Parent's Corner: How Children Learn to Say ‘I’m Sorry.’

Parents I know or parents I work with are always worried about whether they have done something wrong. And usually the thing that they are currently worried about isn’t a big problem or they handled it just fine, but as to the question of whether they ever got it wrong? The answer is yes. Here’s the thing: It’s not possible to get it right all the time in ANY relationship—child or adult. It’s just not. So why do we even expect it? Of course you will get it wrong. And of course you will get it right. But by worrying about what it means when we get it wrong we often miss the gift in it.

Keep in mind that what creates a secure attachment between caregiver and child isn’t getting it right all the time. It turns out that parents of all kinds seem to make the same amount of mistakes. What differentiates a parent who creates a secure attachment is the awareness that something is amiss, and the capacity and patience for repeated attempts at mending it.

When you think you have done something wrong, or when you are confronted with feedback where it felt wrong to someone else there is something you can do.  You can simply say you are sorry. Often it will not feel like enough. To you, or to the other person. When your child is disappointed and you say you are sorry, it will not fix it right away. This lack of immediate feedback may be what makes sorry so difficult to learn and believe in. Often in that exact moment nothing really happens, which can be puzzling. Something happens, someone feels bad, someone says “I’m Sorry.” And for a bit, nothing really happens. It takes a while for bad feelings to dissipate or for the situation to slow down.

Sorry is something that is learned. It takes time and practice. And it is best learned (although painfully) as a feeling and not as an idea--and we learn that feeling by feeling hurt and being apologized to. If you never say you are sorry to your children, how do you imagine they will learn to say it to you or to someone else? How will they understand the complicated give and take of what feels broken and how it gets repaired? So when you worry that you have gotten it wrong—rejoice. It’s the chance for your children to learn the necessary dance steps of relationship. If you never get it wrong, or believe that you never get it wrong, and therefore never practice repair—then your children won’t learn this important skill- one of the most important relational skills there is—the ability to stay in a difficult situation and mend it.
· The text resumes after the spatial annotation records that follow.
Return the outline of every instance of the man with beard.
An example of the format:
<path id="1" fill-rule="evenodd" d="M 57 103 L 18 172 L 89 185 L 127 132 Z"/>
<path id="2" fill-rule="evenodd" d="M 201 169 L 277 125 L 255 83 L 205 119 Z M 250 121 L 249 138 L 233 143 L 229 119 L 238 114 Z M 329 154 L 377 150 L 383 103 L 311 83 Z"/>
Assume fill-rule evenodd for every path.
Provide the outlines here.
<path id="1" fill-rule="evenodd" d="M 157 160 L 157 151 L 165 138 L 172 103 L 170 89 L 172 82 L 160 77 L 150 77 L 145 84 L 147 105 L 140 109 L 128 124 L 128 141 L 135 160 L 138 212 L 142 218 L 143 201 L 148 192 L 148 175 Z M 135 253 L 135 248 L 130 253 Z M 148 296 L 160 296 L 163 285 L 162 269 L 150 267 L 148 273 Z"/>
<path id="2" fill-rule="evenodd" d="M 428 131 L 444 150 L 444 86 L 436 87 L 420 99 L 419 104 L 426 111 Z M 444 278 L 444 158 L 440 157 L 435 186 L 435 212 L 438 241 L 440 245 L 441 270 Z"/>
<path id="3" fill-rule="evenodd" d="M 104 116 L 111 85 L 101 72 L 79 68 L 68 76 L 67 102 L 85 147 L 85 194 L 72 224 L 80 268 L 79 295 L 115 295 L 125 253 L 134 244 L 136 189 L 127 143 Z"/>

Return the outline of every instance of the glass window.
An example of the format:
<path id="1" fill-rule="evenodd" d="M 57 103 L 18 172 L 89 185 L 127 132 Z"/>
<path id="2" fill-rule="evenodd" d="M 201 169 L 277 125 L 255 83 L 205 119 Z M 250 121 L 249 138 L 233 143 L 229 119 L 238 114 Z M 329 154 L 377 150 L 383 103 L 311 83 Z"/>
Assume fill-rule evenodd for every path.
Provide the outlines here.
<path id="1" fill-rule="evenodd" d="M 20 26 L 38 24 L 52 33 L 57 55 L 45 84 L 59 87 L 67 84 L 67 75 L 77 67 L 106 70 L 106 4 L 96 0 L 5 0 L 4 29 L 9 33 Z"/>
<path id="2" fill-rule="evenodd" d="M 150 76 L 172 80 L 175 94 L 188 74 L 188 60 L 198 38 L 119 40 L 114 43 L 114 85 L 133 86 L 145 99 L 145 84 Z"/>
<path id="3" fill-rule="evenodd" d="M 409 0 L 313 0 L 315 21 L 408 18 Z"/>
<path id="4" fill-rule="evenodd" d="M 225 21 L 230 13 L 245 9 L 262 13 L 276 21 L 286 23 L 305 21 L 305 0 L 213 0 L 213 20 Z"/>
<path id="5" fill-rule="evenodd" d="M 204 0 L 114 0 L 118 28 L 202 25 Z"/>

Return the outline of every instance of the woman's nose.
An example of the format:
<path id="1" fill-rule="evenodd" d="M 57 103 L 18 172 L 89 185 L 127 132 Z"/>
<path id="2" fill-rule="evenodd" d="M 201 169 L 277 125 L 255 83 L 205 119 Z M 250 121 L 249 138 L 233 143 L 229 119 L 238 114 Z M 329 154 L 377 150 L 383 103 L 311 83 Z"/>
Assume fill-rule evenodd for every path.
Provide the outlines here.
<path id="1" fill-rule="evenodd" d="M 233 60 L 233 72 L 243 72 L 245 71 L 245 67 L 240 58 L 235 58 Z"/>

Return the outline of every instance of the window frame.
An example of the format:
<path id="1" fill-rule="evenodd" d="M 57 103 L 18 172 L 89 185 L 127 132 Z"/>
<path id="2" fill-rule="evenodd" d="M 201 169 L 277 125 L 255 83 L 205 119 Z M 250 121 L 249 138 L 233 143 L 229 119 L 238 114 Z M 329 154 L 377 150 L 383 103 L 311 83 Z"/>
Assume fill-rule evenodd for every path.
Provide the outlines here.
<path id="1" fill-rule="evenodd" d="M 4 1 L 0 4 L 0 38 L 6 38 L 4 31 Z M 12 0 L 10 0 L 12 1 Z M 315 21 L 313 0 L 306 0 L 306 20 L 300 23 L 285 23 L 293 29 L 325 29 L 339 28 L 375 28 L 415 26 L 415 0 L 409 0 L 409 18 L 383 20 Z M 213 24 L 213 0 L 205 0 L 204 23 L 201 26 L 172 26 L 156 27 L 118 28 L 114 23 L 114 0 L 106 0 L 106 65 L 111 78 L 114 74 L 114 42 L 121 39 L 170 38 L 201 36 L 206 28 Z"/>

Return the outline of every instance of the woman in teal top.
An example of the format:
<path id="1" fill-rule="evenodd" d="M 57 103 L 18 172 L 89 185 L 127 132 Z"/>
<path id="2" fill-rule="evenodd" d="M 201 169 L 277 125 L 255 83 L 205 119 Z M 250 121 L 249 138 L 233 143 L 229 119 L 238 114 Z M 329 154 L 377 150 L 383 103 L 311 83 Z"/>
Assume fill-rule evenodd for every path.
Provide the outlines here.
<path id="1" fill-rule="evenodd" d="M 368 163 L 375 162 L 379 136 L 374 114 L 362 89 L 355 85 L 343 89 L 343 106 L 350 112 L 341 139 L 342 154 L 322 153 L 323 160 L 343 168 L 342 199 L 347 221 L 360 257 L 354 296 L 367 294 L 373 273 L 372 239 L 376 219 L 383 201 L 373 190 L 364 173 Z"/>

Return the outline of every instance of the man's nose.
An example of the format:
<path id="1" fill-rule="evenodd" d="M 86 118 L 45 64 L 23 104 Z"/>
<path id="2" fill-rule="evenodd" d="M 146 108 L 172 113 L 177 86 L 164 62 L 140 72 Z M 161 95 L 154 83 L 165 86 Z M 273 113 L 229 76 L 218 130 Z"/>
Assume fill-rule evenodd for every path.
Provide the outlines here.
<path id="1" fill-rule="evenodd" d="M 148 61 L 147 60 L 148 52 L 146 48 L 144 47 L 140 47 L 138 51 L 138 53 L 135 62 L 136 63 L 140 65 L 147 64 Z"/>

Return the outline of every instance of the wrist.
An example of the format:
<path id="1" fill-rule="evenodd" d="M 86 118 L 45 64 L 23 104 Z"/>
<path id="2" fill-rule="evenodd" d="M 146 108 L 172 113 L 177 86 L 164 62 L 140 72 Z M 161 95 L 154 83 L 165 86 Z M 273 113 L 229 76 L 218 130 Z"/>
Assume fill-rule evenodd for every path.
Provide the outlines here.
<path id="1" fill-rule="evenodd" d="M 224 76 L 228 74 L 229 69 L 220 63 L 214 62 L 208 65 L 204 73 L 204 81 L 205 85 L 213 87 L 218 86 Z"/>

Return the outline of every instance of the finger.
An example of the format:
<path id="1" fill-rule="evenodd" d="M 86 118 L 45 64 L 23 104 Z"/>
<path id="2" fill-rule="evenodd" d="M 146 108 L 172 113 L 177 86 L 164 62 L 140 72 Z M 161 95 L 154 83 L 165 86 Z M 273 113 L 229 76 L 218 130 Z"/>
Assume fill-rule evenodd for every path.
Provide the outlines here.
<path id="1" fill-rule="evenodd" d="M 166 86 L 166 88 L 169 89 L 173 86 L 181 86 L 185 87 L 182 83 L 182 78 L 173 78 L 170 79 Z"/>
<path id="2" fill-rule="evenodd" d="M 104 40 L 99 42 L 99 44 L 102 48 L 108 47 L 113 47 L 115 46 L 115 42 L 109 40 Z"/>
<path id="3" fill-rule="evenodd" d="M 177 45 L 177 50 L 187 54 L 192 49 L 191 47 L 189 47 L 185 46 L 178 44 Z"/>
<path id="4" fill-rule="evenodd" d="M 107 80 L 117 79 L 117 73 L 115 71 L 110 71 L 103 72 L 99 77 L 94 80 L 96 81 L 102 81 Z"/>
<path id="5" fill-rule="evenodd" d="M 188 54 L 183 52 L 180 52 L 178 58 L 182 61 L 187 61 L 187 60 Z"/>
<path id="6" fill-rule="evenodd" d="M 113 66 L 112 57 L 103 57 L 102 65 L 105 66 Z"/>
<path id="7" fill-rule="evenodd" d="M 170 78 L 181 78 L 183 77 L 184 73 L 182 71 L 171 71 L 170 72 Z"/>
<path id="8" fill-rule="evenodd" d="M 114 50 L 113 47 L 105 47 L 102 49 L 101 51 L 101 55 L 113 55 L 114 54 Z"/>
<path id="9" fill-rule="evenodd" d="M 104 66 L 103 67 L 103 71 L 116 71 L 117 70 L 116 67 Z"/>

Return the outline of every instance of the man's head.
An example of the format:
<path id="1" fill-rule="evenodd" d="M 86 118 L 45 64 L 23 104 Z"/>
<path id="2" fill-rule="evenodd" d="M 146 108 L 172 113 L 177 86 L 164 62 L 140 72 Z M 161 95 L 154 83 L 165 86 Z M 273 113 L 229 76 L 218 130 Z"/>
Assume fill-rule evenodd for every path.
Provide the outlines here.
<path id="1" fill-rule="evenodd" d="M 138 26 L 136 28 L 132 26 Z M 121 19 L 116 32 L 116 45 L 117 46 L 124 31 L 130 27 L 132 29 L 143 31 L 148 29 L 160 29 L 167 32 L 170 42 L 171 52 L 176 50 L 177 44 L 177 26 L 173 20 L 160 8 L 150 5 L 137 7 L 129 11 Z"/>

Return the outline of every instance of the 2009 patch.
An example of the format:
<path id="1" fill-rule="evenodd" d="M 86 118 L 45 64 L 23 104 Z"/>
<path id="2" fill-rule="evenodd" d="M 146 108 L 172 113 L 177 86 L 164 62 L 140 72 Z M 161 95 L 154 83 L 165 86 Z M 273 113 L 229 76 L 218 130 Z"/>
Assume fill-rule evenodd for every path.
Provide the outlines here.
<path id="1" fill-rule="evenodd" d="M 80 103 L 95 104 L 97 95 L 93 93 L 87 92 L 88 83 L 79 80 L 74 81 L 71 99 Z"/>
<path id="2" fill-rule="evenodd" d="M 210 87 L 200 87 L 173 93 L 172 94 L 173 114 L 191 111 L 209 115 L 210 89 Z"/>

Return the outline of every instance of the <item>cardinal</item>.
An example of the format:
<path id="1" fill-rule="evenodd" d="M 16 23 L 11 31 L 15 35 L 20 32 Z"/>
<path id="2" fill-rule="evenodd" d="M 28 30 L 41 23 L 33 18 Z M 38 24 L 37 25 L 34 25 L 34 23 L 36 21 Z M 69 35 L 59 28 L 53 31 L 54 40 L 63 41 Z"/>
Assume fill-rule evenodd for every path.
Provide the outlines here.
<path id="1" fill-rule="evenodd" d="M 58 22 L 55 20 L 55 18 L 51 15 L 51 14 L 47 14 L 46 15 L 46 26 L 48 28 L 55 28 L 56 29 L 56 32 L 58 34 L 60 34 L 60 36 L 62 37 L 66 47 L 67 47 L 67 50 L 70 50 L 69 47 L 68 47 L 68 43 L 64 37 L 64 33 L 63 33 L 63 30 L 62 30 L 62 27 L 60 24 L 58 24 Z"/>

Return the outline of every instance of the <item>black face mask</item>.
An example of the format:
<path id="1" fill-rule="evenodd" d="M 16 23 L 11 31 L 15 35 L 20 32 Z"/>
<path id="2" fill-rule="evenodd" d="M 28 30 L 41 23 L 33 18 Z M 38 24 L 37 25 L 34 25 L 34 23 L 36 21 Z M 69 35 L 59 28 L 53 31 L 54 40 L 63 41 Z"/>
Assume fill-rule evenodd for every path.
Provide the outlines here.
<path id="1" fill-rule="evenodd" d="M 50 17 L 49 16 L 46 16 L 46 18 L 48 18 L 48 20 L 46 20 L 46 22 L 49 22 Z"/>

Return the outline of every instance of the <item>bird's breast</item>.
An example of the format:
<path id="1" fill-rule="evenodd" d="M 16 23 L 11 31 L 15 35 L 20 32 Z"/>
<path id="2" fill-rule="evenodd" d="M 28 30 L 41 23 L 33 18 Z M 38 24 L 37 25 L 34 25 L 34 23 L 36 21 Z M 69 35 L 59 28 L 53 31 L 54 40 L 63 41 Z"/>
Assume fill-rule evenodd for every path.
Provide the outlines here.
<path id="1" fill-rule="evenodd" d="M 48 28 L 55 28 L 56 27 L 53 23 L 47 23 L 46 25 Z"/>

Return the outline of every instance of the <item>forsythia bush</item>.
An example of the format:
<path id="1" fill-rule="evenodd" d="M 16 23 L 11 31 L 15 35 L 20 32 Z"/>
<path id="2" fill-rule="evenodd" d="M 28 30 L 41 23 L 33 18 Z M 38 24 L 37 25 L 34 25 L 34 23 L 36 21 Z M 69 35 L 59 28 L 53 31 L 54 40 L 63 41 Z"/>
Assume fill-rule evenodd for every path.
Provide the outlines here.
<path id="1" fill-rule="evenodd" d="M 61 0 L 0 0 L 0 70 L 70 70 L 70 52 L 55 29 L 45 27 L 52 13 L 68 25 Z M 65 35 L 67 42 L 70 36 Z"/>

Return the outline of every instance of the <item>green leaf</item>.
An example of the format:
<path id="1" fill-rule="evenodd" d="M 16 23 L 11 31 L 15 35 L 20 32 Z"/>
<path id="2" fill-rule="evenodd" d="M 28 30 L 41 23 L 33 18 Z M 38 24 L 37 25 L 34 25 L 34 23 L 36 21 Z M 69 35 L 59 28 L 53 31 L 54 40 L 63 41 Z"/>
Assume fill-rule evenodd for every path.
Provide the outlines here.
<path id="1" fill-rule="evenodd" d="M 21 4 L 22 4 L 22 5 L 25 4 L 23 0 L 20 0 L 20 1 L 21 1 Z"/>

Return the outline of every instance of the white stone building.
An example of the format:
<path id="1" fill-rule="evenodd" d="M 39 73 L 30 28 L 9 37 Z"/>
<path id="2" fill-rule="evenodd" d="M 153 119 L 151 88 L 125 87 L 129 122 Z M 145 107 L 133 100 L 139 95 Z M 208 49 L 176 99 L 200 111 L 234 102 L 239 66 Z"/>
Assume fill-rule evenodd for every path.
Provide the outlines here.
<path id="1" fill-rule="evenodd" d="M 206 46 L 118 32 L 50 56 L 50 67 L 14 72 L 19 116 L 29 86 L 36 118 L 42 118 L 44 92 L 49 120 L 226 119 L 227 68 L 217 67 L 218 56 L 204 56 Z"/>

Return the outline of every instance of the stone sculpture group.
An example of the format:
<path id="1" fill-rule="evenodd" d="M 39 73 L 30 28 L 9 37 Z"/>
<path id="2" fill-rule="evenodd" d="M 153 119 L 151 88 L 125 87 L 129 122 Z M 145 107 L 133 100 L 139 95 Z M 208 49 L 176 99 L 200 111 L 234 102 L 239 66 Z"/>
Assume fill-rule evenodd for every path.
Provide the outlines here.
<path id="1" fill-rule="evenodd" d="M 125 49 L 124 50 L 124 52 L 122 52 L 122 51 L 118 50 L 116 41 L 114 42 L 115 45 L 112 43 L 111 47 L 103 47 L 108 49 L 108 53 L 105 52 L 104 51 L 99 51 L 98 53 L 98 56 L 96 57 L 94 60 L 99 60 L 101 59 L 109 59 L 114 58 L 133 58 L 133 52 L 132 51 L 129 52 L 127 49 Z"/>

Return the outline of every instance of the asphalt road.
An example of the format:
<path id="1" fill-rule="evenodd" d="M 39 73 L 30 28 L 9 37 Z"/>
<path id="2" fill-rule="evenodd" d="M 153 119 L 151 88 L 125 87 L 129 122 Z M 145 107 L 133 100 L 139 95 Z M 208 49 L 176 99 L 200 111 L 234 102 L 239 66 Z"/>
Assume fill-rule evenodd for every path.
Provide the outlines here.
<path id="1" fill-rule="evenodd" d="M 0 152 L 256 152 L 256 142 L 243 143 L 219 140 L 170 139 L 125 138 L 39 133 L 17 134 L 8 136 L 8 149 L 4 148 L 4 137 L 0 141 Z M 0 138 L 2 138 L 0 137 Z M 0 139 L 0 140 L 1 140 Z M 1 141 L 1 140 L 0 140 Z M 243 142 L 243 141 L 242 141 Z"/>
I worked for many years with children in the juvenile justice system and so often heard “that girl has no remorse for what she has done.” Or, “He never apologizes.” But I can tell you that these children had lived very difficult lives and I am fairly certain that no one ever apologized to them. Where on earth would they have learned this? I am not excusing the behavior for which people wished they had remorse, but I am saying that these kids wouldn’t have felt ‘sorry’ because they never learned to feel the hurt in a relationship and have it mended. Sorry is something you need to learn in relationship.

In some ways ‘sorry’ is both a feeling and a contract or an investment in the future. One way to think about it is the way we handle breaches of trust in sports. When someone does something in sport that is against the rules—they receive a penalty which requires some form of restitution. If they push someone, or hold them, or trip them their team is required to give the other team something in return that is helpful: they get a corner kick, or a shot from the foul line or they get to move half the distance to the goal line. In essence, this ‘payback’ from the other team is a version of “I’m sorry.” The corner kick doesn’t fix the transgression. It doesn’t make it better, or make it so it never happened. The corner kick is an acknowledgement that something went wrong and an offer from one side to the other to stay in the game. To keep going.

“I’m sorry” doesn’t fix the problem, but it is an invitation to the hurt party to stay in the game, to keep playing. It is a humble request to try again. Sorry doesn’t say that what was hurt is all better, sorry says that the relationship is big enough to hold the hurt.

And don’t get hung up on whether or not you or your child ‘feels’ sorry. Feelings are complicated. Sorry is the acknowledgement that something is amiss, not necessarily a complete understanding of what the situation meant for the other person. Don’t require that your child ‘feels’ sorry before he or she says it. Often they won’t feel sorry about what they did because that’s not the feeling they are having at the moment. When I was in kindergarten we had these mesh screens that we got to use to make paintings by sticking toothbrushes in paint and brushing them over the mesh to make splatter paintings. I totally got in to it and in my excitement splatter painted my classmates new dress. I didn’t feel sorry. I felt confused. I had done exactly as I was told and had no idea what the outcome could be. And I was frustrated that they made me stop painting because it was really fun. And I was sad that everyone was mad at me. But I was asked to apologize to my classmate and I think it was a good idea because that is the social interaction of “I’m sorry.”

And to help your children with “I am sorry” I think it is often helpful to help them find a way to make restitution if the transgression was big enough—help clean up the mess, re-do what was done poorly, do something kind or helpful after something unkind. Restitution isn’t punishment—it’s a chance for the both parties to experience trust in a relationship again.

I’m sorry is learned from both sides: from feeling hurt and being apologized to as well as being the one who needs to say I’m Sorry. Both sides need to be learned and practiced in order to fully learn the dance steps necessary for working through difficulty in relationships. Good news for parents and children alike: If you are wrong or have made a mistake: you are creating a chance at an even stronger relationship.